Jared Serbu: And the publication, we should tell listeners, does include a list of all the various FIPS-approved solutions that are out there. We certainly can’t get into them all in this venue. But can you take us through some of the characteristics that you want to be looking for when you’re actually selecting a strong solution?
Alan Laing: Given the need to get this out quickly? We have some expertise here. But we wanted to be fair, so we used the criteria in the NIST digital guidelines document, the recent update, and we used those criteria for our search of public websites that vendors were advertising solutions that met these criteria. So the NIST webpage that has all the validated crypto modules was where we started. And then when we saw the vendors that were validating their products for advertising or indicating that they were compliant or trying to meet the criteria, then we went into those websites and validated those products against the criteria.
Jared Serbu: Can you take us through what you think the most or this is almost a NIST question. But what the most important criteria are for determining whether you really can trust a multifactor authentication scheme.
Alan Laing: So there’s the cryptographic part of it. Every multifactor authentication involves some sort of cryptography, whether it’s a one-time password or a random number generator. So, the independent and standards-based validation that’s provided by the FIPS 140-2 validation scheme is probably the most important piece of that. The validator, the verifier of the request also needs to be locked down so they’re not just accepting any claim. It has to be also be cryptographically, and from a network security perspective, it needs to be sound. Those two together and you see the FIPS validation indications in the report as well as things like FedRAMP, or the NIST 853, which is their security controls document.

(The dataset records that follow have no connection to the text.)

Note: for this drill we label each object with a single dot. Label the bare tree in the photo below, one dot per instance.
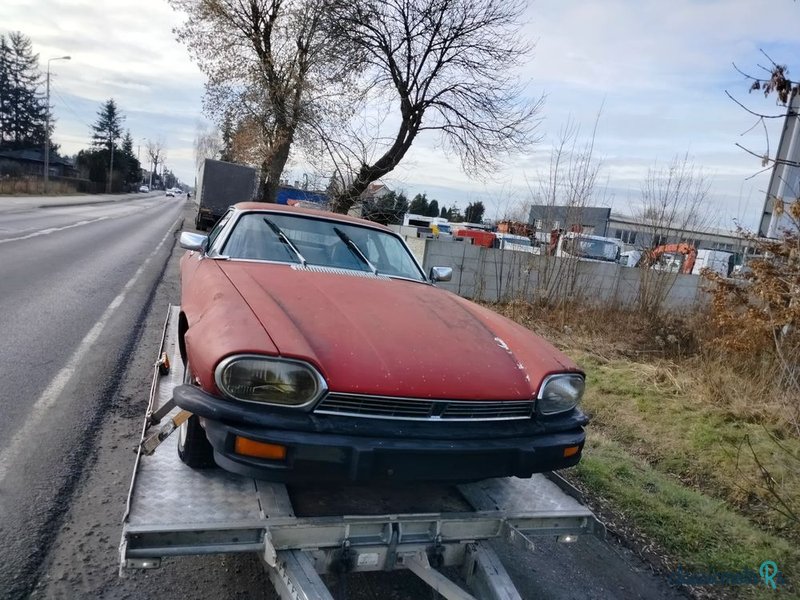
(564, 191)
(445, 66)
(674, 203)
(207, 144)
(157, 154)
(269, 70)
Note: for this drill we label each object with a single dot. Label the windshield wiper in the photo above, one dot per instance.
(285, 239)
(355, 249)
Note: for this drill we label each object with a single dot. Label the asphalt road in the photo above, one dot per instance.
(63, 485)
(74, 284)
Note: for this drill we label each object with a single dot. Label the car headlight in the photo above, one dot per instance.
(560, 393)
(276, 381)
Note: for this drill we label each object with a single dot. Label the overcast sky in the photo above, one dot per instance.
(658, 69)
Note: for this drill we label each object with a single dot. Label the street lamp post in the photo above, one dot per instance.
(47, 124)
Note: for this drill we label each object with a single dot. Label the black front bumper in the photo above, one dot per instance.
(325, 448)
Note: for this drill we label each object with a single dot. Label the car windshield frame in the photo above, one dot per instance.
(412, 271)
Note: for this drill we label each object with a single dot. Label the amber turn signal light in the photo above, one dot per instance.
(247, 447)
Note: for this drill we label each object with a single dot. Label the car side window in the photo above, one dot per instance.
(215, 231)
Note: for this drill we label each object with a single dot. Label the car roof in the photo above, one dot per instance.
(246, 206)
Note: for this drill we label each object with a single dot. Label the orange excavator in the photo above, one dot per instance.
(689, 251)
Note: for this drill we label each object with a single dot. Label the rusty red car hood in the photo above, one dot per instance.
(392, 337)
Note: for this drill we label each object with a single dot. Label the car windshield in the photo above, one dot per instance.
(591, 248)
(320, 242)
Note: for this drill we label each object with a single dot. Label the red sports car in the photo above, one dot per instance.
(317, 349)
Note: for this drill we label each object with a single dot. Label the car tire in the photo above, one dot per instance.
(194, 448)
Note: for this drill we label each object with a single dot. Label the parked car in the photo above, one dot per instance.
(317, 349)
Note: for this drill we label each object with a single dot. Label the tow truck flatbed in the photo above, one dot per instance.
(302, 532)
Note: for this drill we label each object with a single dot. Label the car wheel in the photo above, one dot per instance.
(194, 448)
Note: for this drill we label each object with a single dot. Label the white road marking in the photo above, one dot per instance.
(50, 230)
(29, 431)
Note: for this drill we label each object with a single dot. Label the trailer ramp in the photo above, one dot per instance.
(173, 510)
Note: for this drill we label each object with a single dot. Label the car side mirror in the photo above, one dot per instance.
(193, 241)
(441, 274)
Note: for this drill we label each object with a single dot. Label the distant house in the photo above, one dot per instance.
(291, 195)
(31, 162)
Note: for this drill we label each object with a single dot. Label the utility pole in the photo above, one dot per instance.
(111, 166)
(47, 123)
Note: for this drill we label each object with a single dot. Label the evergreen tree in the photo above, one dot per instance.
(23, 109)
(108, 127)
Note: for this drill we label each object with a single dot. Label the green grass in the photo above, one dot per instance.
(700, 533)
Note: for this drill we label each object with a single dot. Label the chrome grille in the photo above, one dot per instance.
(384, 407)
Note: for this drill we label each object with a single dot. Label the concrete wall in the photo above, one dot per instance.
(500, 275)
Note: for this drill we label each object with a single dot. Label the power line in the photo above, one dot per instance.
(69, 107)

Jared Serbu: And as you also point out in the document, well, you don’t point this out but I’ll point out, not every agency’s going to have the option to send government-furnished equipment home with every single employee. But you do point out that that is a better option, if you can. Can you talk a bit about why that’s the case?

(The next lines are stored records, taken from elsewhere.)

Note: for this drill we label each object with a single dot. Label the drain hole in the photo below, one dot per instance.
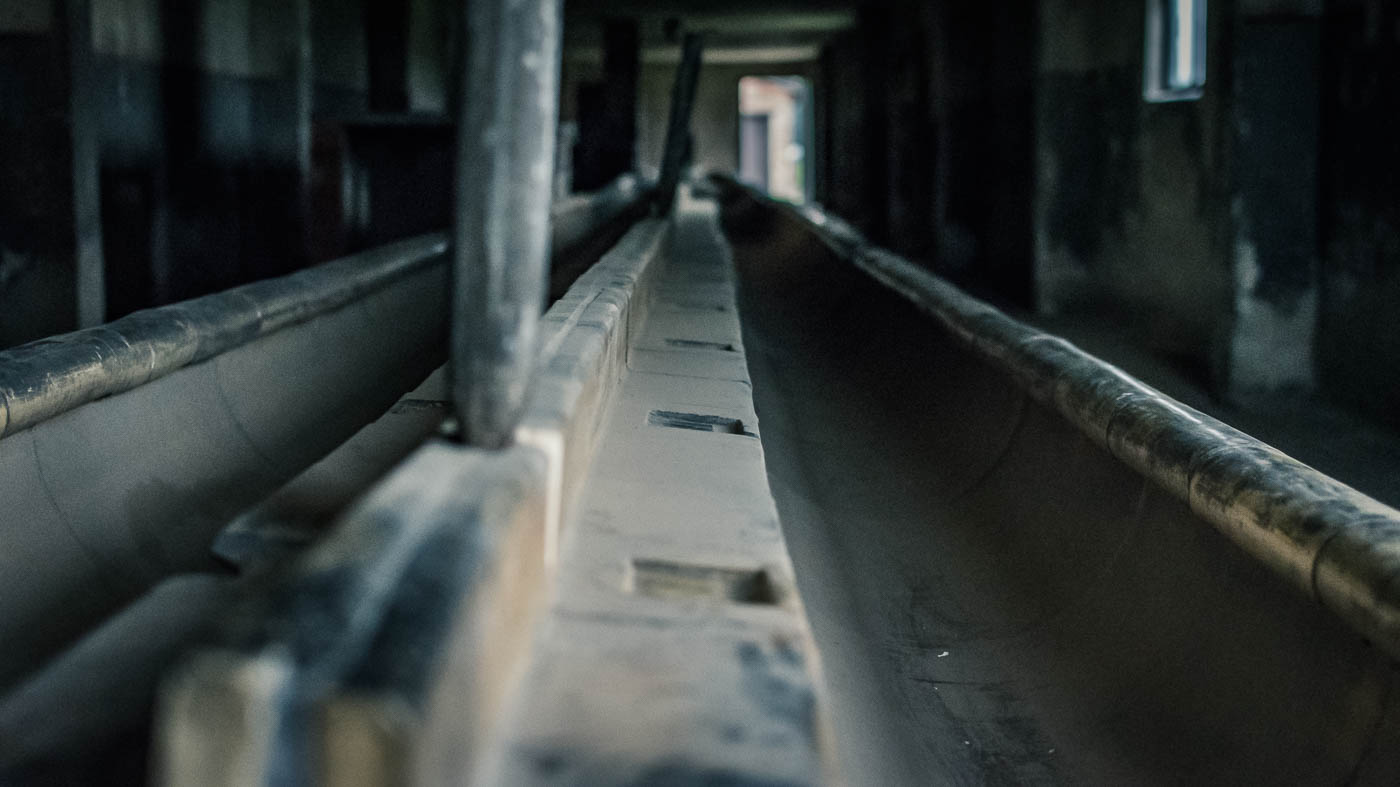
(697, 422)
(419, 405)
(695, 305)
(693, 345)
(664, 579)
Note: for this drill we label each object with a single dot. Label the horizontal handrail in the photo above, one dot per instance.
(49, 377)
(1325, 538)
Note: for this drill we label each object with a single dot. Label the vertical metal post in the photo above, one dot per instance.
(304, 79)
(678, 130)
(507, 112)
(87, 167)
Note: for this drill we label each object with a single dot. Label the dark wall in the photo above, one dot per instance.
(1358, 340)
(203, 139)
(928, 137)
(37, 272)
(1133, 220)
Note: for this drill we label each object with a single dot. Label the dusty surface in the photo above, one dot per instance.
(998, 601)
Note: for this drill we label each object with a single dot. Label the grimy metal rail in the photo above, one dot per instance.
(1025, 566)
(126, 447)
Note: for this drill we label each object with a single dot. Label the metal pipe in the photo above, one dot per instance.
(678, 129)
(500, 242)
(1330, 542)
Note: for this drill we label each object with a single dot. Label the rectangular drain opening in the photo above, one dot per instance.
(697, 422)
(693, 304)
(695, 345)
(679, 581)
(419, 405)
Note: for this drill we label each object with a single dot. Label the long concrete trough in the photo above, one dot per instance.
(606, 602)
(1022, 566)
(167, 453)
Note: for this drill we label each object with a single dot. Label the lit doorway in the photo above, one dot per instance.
(774, 136)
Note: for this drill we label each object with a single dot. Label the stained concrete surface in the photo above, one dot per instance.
(996, 600)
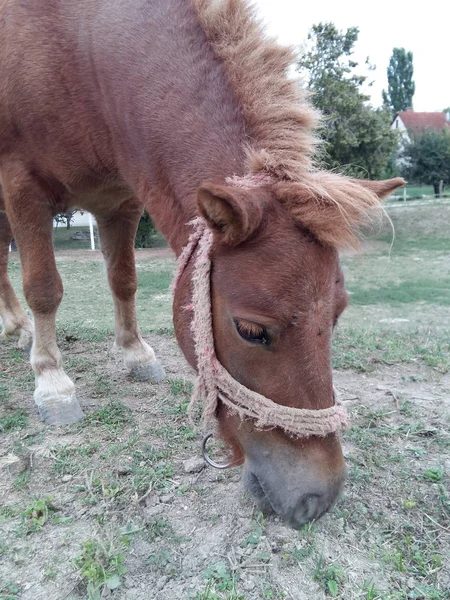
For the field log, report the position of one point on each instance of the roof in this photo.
(418, 122)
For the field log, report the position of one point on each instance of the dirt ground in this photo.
(120, 505)
(188, 531)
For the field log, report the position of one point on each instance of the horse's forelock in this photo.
(334, 208)
(279, 118)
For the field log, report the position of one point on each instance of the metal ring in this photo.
(209, 460)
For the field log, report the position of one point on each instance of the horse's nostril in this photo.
(309, 508)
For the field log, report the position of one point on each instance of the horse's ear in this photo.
(233, 213)
(383, 189)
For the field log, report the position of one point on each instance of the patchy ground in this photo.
(106, 508)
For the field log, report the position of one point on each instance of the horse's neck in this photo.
(174, 117)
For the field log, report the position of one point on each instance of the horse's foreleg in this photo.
(32, 223)
(14, 319)
(117, 232)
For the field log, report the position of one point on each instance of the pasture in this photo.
(112, 507)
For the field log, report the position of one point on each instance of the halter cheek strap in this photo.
(215, 383)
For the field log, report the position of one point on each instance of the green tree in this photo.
(356, 135)
(401, 86)
(146, 232)
(427, 158)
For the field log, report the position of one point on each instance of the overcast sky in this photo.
(423, 28)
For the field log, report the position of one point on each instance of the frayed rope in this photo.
(215, 383)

Alan Laing: Yeah. So the phrase that I like to use is, if you have a perfectly good sound authenticator, and you put it into a perfectly compromised host, whoever is controlling that host has access to those credentials. And so making sure that the credentials are in the control of the user, all factors of the authentication solution should be under the exclusive control of the user that’s representing it. So government-furnished equipment is managed with the understanding of the specific threats. And it’s more difficult to do that with your own home computer than if the information isn’t there, or the work required to maintain that might not be being done regularly.
Jared Serbu: Yeah, and you also point out that if you don’t have the option of sending hardware home with people, virtual GFE is a pretty good second choice. Can you talk about how close we can get to a secure environment with that virtualized environment?

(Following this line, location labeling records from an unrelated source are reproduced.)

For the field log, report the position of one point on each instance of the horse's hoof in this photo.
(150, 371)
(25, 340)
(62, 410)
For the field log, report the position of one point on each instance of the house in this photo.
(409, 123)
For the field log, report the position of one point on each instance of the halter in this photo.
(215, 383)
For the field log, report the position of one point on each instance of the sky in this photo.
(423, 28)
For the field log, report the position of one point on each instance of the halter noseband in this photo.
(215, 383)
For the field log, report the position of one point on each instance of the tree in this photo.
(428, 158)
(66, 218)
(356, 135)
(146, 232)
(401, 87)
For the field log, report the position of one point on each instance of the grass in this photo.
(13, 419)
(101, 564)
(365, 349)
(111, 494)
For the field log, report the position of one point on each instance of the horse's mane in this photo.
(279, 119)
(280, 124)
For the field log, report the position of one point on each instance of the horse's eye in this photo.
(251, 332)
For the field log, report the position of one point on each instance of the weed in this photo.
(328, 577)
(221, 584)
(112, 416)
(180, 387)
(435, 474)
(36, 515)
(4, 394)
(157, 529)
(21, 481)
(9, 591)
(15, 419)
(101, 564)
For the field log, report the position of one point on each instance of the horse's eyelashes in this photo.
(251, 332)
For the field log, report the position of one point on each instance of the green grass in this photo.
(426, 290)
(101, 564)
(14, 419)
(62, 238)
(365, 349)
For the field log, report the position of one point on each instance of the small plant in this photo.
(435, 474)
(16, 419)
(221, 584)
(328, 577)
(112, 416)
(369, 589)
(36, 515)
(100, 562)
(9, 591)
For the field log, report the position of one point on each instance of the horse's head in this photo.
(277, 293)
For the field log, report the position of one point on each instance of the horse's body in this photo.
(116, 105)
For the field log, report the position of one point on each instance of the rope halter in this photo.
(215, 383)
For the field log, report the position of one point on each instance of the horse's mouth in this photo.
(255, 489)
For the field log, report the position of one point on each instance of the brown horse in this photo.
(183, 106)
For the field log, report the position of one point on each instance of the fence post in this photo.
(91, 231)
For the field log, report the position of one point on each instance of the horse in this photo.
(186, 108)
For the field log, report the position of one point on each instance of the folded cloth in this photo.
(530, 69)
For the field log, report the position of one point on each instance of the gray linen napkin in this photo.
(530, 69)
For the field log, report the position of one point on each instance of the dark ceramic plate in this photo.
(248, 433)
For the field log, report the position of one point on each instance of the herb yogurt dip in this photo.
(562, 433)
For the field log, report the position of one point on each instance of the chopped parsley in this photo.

Alan Laing: So the 10s program that was referenced in the document is an Air Force program that basically takes your hardware and allows you to boot to a known good image. So that deals with a lot of the issues regarding you know, an intruder that might have persistence on the hard drive. It basically forces the adversary to start anew with an attack against your system. And these are refreshed periodically to maintain a fairly good protection against the current threats as well.
Jared Serbu: That’s Dr. Alan Laing, the senior subject matter expert for vulnerabilities and mitigations at NSA.